O art. 3º/2 possibilita a aplicação a empreitada de imóveis. O art. 2º/3 prende-se com o conhecimento do defeito.
Caso se verifique a não conformidade com o contrato, o dono da obra tem direito a que a conformidade seja reposta sem encargos, por reparação, obra nova, redução do preço ou resolução (art. 4º).
⇒ Extinção do contrato de empreitada:
⮚ Impossibilidade de Cumprimento – art. 1227º + 790º:
A impossibilidade de execução da obra não determina apenas a liberação do empreiteiro em relação ao dono da obra, mas também vai extinguir a obrigação do dono em pagar. Contudo, o art. 1227º vem admitir que o empreiteiro, embora perdendo direito ao pagamento, venha a adquirir o direito a uma compensação pelo
trabalho executado e despesas realizadas (caso não lhe seja imputável a impossibilidade): forma equitativa de repartir as consequências da impossibilidade de execução da obra.
⮚ Risco pela perda ou deterioração da obra:
Continua a ser possível efetuar a obra, mas esta vem a ser perdida ou a ser objeto de deterioração. O regime encontra-se no art. 1228º, que estabelece a regra res perit domino, i.e., que o risco pelo perecimento ou deterioração da coisa corre por conta do proprietário – assim, há que aplicar as regras do art. 1212º para definir quem é o proprietário da obra:
a) Se a coisa perecer enquanto for propriedade do empreiteiro (o que sucederá se for ele a fornecer os materiais nas empreitadas de coisas móveis ou se for o dono do solo nas imóveis) – o risco corre por conta do empreiteiro. Há casos em que, mesmo sendo o empreiteiro o proprietário da obra, o risco corre por conta do dono da obra: no caso de este se encontrar em mora quanto à verificação ou aceitação da coisa, já que, nos termos do 1228º/2, há aí uma inversão do risco.
b) Se a coisa perecer enquanto for propriedade do dono (o que sucederá se for ele a fornecer os materiais nas empreitadas de coisas móveis ou se for o dono do solo nas imóveis) – o risco corre por conta do dono.
⮚ Desistência do dono (art. 1229º):
Há uma derrogação à regra geral do art. 406º, mas com obrigação de indemnizar a outra parte pelo interesse contratual positivo.
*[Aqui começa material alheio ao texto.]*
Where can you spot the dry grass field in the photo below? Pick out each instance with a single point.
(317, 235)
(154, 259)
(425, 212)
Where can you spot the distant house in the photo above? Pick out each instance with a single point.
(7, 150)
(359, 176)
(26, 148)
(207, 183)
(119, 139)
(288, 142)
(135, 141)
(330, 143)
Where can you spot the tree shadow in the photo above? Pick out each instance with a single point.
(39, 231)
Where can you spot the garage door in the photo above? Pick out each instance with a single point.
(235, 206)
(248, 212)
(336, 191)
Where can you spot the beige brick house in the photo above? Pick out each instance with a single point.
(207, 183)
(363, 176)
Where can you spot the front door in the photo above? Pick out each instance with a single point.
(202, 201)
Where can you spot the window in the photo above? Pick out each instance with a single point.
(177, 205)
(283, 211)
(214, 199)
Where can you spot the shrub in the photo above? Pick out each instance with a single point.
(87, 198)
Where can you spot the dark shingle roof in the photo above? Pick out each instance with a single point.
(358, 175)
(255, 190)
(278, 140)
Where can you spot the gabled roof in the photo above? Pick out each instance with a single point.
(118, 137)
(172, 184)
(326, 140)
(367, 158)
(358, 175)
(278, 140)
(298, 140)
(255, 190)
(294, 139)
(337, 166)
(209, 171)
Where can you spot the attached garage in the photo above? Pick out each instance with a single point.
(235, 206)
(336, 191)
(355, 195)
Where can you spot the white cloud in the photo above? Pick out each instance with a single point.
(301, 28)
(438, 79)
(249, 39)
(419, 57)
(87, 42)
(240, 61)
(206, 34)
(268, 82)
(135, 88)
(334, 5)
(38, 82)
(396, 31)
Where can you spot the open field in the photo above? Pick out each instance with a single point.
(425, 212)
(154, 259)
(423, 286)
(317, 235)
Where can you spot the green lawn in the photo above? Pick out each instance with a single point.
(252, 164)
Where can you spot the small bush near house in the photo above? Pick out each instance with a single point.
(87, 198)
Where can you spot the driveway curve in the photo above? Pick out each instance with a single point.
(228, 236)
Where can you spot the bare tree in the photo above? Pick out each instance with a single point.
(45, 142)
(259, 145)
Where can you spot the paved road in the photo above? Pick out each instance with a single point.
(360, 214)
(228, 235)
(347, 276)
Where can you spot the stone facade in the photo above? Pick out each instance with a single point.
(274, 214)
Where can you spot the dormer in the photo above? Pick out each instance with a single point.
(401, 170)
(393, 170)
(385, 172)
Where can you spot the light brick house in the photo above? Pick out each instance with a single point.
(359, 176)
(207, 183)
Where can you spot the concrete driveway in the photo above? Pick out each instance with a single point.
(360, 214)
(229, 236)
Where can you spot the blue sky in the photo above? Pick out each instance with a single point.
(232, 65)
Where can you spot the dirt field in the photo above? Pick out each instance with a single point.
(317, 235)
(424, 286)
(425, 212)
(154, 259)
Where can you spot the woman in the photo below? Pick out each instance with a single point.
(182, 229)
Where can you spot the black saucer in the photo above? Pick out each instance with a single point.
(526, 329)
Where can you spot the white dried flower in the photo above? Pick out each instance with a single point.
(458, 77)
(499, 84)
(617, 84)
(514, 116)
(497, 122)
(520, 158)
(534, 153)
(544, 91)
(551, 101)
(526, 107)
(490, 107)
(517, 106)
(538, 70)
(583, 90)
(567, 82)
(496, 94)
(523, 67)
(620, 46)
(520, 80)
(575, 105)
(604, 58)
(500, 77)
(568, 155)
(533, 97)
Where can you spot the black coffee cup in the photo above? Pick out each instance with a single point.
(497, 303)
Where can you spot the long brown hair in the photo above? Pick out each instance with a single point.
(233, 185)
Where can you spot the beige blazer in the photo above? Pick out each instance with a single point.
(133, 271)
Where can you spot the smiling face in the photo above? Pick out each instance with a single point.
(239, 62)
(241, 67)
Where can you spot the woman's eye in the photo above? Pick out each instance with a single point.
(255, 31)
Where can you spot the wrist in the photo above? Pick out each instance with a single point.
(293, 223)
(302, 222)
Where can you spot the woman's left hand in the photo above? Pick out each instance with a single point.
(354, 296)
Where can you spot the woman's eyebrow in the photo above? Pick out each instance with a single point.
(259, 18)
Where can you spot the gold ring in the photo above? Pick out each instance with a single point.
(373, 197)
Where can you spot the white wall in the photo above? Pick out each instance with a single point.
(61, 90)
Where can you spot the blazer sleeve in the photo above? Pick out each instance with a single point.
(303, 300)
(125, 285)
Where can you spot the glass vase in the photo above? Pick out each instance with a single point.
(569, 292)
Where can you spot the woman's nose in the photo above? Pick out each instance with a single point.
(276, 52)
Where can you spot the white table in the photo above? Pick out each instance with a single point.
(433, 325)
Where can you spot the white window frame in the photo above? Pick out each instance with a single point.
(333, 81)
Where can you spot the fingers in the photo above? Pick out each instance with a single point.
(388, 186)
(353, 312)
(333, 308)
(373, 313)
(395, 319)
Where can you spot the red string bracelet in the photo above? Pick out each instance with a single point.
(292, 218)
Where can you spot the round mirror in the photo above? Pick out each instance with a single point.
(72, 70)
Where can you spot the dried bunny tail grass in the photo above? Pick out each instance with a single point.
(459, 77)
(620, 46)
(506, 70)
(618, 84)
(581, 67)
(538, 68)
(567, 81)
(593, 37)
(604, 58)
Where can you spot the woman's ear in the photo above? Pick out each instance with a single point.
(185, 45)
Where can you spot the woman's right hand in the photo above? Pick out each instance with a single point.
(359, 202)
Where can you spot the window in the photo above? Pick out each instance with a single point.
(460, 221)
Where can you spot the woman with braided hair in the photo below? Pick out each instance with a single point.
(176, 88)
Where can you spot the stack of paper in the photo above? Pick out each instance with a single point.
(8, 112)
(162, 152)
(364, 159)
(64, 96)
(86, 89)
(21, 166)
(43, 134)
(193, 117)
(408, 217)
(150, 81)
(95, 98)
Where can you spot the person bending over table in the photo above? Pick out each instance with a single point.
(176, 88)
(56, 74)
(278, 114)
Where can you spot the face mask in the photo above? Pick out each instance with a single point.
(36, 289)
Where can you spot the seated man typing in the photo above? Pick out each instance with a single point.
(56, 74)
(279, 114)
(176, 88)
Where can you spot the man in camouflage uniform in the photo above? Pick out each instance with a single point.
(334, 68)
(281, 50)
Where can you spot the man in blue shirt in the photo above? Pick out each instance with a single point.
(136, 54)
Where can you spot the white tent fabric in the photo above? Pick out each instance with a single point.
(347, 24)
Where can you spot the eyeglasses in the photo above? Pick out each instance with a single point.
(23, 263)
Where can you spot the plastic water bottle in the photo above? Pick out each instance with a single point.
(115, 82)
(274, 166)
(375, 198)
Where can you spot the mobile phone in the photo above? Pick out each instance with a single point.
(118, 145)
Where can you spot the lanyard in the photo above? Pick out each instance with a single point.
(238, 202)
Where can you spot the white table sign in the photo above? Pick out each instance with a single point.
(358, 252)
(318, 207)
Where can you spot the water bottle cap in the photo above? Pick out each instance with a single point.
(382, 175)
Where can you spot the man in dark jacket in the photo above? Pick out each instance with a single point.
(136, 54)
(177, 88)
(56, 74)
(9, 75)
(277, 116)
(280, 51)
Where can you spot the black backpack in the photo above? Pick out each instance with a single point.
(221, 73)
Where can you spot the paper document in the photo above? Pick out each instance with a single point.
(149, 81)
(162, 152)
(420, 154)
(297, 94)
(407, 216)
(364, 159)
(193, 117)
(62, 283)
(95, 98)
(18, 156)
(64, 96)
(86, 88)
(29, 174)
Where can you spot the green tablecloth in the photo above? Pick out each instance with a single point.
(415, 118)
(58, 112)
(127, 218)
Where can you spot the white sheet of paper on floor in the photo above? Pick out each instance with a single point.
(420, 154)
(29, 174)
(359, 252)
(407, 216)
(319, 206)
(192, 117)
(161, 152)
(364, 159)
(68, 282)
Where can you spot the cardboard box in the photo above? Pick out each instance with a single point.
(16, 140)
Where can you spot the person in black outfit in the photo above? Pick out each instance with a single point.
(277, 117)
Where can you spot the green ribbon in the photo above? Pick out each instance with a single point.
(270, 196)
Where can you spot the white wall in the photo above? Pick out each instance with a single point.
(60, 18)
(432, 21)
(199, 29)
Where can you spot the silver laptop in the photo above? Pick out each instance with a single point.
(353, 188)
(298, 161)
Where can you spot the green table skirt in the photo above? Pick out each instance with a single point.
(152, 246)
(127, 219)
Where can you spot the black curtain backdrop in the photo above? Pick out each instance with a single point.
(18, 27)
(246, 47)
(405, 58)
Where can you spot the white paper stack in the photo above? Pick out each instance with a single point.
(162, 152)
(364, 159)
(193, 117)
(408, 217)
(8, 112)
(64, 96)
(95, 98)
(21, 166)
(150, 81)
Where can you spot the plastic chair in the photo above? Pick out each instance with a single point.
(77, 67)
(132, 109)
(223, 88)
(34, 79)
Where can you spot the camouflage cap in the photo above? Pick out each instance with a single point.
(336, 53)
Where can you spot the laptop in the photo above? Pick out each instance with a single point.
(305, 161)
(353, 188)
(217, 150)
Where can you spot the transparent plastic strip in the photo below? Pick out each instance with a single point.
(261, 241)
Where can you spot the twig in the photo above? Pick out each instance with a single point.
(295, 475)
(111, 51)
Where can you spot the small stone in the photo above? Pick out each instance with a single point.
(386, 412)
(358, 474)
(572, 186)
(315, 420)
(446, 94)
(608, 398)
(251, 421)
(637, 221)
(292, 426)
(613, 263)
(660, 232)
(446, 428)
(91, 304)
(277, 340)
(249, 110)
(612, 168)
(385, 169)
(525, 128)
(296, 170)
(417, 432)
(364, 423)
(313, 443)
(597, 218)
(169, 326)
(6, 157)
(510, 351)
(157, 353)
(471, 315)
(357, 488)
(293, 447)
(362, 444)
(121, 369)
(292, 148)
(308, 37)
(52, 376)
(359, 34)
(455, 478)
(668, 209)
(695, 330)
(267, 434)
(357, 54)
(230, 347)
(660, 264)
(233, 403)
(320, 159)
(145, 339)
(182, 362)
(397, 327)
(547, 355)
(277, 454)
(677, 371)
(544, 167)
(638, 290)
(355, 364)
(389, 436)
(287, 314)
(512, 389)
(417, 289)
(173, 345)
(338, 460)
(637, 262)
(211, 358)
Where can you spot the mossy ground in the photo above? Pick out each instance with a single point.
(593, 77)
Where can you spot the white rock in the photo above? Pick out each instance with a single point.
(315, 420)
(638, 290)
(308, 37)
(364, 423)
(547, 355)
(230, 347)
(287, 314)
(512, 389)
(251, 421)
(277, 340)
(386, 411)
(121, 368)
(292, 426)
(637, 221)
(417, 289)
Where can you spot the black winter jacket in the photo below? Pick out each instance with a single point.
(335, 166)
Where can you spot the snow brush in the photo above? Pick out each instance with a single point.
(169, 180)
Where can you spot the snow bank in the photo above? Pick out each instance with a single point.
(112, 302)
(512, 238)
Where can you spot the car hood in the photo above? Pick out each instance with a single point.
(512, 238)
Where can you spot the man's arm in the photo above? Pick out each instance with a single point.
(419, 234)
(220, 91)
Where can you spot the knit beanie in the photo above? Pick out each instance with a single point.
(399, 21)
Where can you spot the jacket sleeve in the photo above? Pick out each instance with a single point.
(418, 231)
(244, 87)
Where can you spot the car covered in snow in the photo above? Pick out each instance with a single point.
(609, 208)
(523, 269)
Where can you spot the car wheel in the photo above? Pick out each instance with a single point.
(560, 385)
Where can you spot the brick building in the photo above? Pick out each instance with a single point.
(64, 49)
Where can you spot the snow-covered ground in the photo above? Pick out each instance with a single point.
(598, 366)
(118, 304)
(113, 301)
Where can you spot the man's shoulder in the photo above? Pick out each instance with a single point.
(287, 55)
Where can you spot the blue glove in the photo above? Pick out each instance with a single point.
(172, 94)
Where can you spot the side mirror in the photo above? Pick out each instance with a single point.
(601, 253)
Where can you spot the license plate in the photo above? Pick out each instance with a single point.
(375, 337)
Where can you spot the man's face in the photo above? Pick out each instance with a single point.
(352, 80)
É uma faculdade que a lei coloca no arbítrio do dono da obra, pelo que é de exercício livre, não tendo este que apresentar qualquer motivo.
Pode ser realizada a todo o tempo, mas fica precludida, a partir do momento em que, após a conclusão da obra, o empreiteiro coloca o dono em condições de efetuar a sua verificação: aí a desistência não faria sentido, pois o seu objetivo é obstar à conclusão da obra.
A desistência do dono da obra não destrói retroativamente o contrato de empreitada, tendo apenas efeitos para o futuro, liberando o empreiteiro do dever de concluir a obra, mas atribuindo ao dono da obra a parte já executada.
⮚ Morte ou incapacidade do empreiteiro (art. 1230º).